Key components
Modern augmented analytics (also known as AI analytics) is powered by a cloud-based, end-to-end data integration and analytics platform. This platform helps you manage complex data across its lifecycle as well as perform the necessary types of analytics. Artificial intelligence enhances each aspect of your data analysis by automating processes, enabling advanced techniques, and delivering insights and recommended actions.
Let’s walk through the diagram above.
Data Collection and Preparation: AI streamlines the data collection and preparation process through automated gathering, cleaning, and integration of information from diverse sources. AI algorithms possess the capability to scrutinize big data sets for potential errors or inconsistencies and to recognize specific attributes within data such as personal information. They can also propose appropriate data refinement techniques, ultimately enhancing the effectiveness and precision of data preparation.

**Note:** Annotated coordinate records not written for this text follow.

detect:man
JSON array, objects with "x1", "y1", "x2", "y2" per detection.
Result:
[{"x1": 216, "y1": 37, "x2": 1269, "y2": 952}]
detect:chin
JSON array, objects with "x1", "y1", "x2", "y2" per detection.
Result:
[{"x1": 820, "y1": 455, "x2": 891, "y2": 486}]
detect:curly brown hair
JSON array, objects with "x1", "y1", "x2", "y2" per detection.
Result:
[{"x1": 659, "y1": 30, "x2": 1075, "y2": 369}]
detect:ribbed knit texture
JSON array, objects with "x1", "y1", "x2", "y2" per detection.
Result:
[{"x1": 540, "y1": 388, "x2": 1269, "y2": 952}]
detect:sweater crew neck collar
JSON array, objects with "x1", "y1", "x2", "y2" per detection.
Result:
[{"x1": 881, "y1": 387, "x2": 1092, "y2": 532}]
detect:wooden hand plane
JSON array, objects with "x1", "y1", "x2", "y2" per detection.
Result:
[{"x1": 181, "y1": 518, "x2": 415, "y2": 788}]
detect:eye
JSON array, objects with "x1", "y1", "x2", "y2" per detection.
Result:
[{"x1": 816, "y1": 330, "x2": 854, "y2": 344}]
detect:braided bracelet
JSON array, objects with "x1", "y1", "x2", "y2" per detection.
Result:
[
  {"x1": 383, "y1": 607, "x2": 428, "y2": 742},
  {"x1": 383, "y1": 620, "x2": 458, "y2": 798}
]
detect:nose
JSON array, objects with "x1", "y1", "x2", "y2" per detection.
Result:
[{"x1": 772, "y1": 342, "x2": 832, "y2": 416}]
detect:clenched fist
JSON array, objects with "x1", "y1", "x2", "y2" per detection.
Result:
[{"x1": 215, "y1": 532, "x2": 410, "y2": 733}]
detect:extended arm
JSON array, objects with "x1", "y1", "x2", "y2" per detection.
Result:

Data Exploration and Visualization: Sophisticated algorithms for analysis and visualization bolster the processes of data discovery, mining, and representation. AI methods, including clustering and anomaly detection, assist in revealing concealed patterns and anomalies within the data. Visualization tools driven by AI provide interactive and user-friendly visual depictions, allowing you to more efficiently explore intricate data sets and gain actionable insights.
Machine Learning and Statistical Analysis: Machine Learning (ML) is a subset of AI that automates the construction of predictive models. It enables models to learn from historical data, recognize patterns, and make predictions or decisions with minimal human intervention. ML models serve as the foundation for a wide range of AI-powered data analytics applications, including recommendation systems and search-based analytics in natural language processing. The best augmented analytics tools incorporate AutoML capabilities, facilitating the creation of customized ML models without the need for extensive training. Explainable AI (XAI) refers to models and systems that can provide clear and understandable explanations for their decisions or outputs. Additionally, AI algorithms like neural networks support advanced techniques like deep learning, enhancing the precision and complexity of modeling for diverse use cases.
Natural Language Processing (NLP) and Natural Language Generation (NLG): NLP serves a multifaceted role in data analytics. It resolves language ambiguities, structures data, and facilitates seamless communication between computers and users for tasks such as reading, speech recognition, and sentiment analysis. This enables immediate and coherent responses through NLG. Furthermore, NLP supports research endeavors by extracting crucial facts, relationships, and summaries from vast amounts of text-based data, while also conducting sentiment analysis to discern the emotional tone. NLG complements these capabilities by empowering analytics tools to offer easily understandable responses and generate reports in your language. This automation of routine analyses not only saves time and resources but also aids compliance teams in identifying vital information from structured data, providing context, explanations, and potential next steps. Advanced NLG tools, augmented with machine learning capabilities, can furnish in-depth answers to complex queries.
Predictive Analytics: AI empowers the development of highly precise and robust prediction models. Through the application of AI algorithms, these models can efficiently analyze extensive and varied datasets, adeptly capturing intricate, nonlinear relationships, and effectively managing complex features. Techniques like ensemble learning and deep neural networks, inherent to AI, further enhance the accuracy and resilience of these predictive insights.
Prescriptive Analytics: Prescriptive analytics involves employing sophisticated methods and tools to scrutinize data and content, offering specific recommendations for the most advantageous course of action or strategic approach going forward. It can also facilitate automated decisions in other apps such as CRM or ERP software. In essence, it addresses the fundamental question: "What is the best course of action?"